Since you are seeing the messages recorr every few hundred seconds it would
appear as if your devices are being re-inserted in the intervening period,
unless there is something else marking them present again.

Could you please attach a log from your system, beginning from when the machine
was booted (e.g. dmesg, if it shows all the messages, or journalctl -b 0) to this
Bugzilla (using "Add an attachment" above in the BZ user interface so we can see
what kind of devices these are any what status changes are taking place?

Comment 2 GV 2022-12-08 13:24:51 UTC
Created attachment 1931054 [details]
dmesg

Comment 3 GV 2022-12-08 13:25:18 UTC
Created attachment 1931055 [details]
journalctl

Comment 4 GV 2022-12-08 13:25:33 UTC
Created attachment 1931056 [details]
dmesg

Comment 5 GV 2022-12-08 13:31:09 UTC
Hi!

(In reply to Ewan D. Milne from comment #1)
> Could you please attach a log from your system, beginning from when the
> machine
> was booted (e.g. dmesg, if it shows all the messages, or journalctl -b 0) to
> this
> Bugzilla (using "Add an attachment" above in the BZ user interface so we can
> see
> what kind of devices these are any what status changes are taking place?
dmesg, journalctl and lsscsi output attached.

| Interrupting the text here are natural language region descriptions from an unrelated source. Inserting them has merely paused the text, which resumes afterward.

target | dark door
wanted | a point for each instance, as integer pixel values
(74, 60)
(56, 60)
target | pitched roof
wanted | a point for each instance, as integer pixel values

Please, make this issue public. I _really_ do not understand why by default is to make-it private and why RH bugzilla keep the private mode even if I choose to be public when the issue was created.
Thank you!


Sincerely,
Gabriel

Comment 6 Ewan D. Milne 2022-12-08 21:30:53 UTC
Something is making your devices get alternately marked as
media not present vs. media present

Can you install the sg3_utils package and run the commands:

sg_readcap <device>
sg_readcap --16 <device>

where the <device> is each of sda, sdb, sdc, sdd

One possibility is that you are getting a NOT READY response to
a READ CAPACITY(16) command to your USB attached devices instead
of some other sense code (your USB bridge may be doing that).
The Linux kernel code will set the removable media as not present
in this case, but the periodic event checking would set it back
as being present if it responded to TEST UNIT READY.

There are other ways this could happen but let's try this first.

I don't seem to have permissions to unlock this BZ but I will look into
whether someone else here can do that.

Comment 7 GV 2022-12-09 15:21:39 UTC
Hi!

Thank you for spending time on this issue.

> Can you install the sg3_utils package and run the commands:
# for dev in /dev/sda /dev/sdb /dev/sdc /dev/sdd; do echo "[[sg_readcap $dev]]"; sg_readcap $dev; echo; echo "[[sg_readcap --16 $dev]]"; sg_readcap --16 $dev; echo; done
[[sg_readcap /dev/sda]]
READ CAPACITY (10) failed: Device not ready
sg_readcap failed: Device not ready

[[sg_readcap --16 /dev/sda]]
bad field in READ CAPACITY (16) cdb including unsupported service action
sg_readcap failed: Illegal request

[[sg_readcap /dev/sdb]]
READ CAPACITY (10) failed: Device not ready
sg_readcap failed: Device not ready

[[sg_readcap --16 /dev/sdb]]
bad field in READ CAPACITY (16) cdb including unsupported service action
sg_readcap failed: Illegal request

[[sg_readcap /dev/sdc]]
READ CAPACITY (10) failed: Device not ready
sg_readcap failed: Device not ready

[[sg_readcap --16 /dev/sdc]]
bad field in READ CAPACITY (16) cdb including unsupported service action
sg_readcap failed: Illegal request

[[sg_readcap /dev/sdd]]
READ CAPACITY (10) failed: Device not ready
sg_readcap failed: Device not ready

[[sg_readcap --16 /dev/sdd]]
bad field in READ CAPACITY (16) cdb including unsupported service action
sg_readcap failed: Illegal request


> I don't seem to have permissions to unlock this BZ but I will look into whether someone else here can do that.
Thank you!


Sincerely,
Gabriel

Comment 8 Ewan D. Milne 2022-12-13 16:00:41 UTC
I am still looking at how we might be able to handle differently in the
upstream kernel the way your hardware seems to be working.  I take it that
if you ran

  sg_tur <device>

it would respond ready even though other commands do not.  This seems to
be why the messages are being generated.

I think it is possible to adjust the polling interval, if this would help
in the time being.  There is a kernel parameter in the block layer:

block.disk_events_dfl_poll_msecs

that defaults to 2000 (i.e. 2 seconds), perhaps if you increase it you
would see less logging.  The tradeoff is that if you insert a device,
it would take longer to be found via the polling.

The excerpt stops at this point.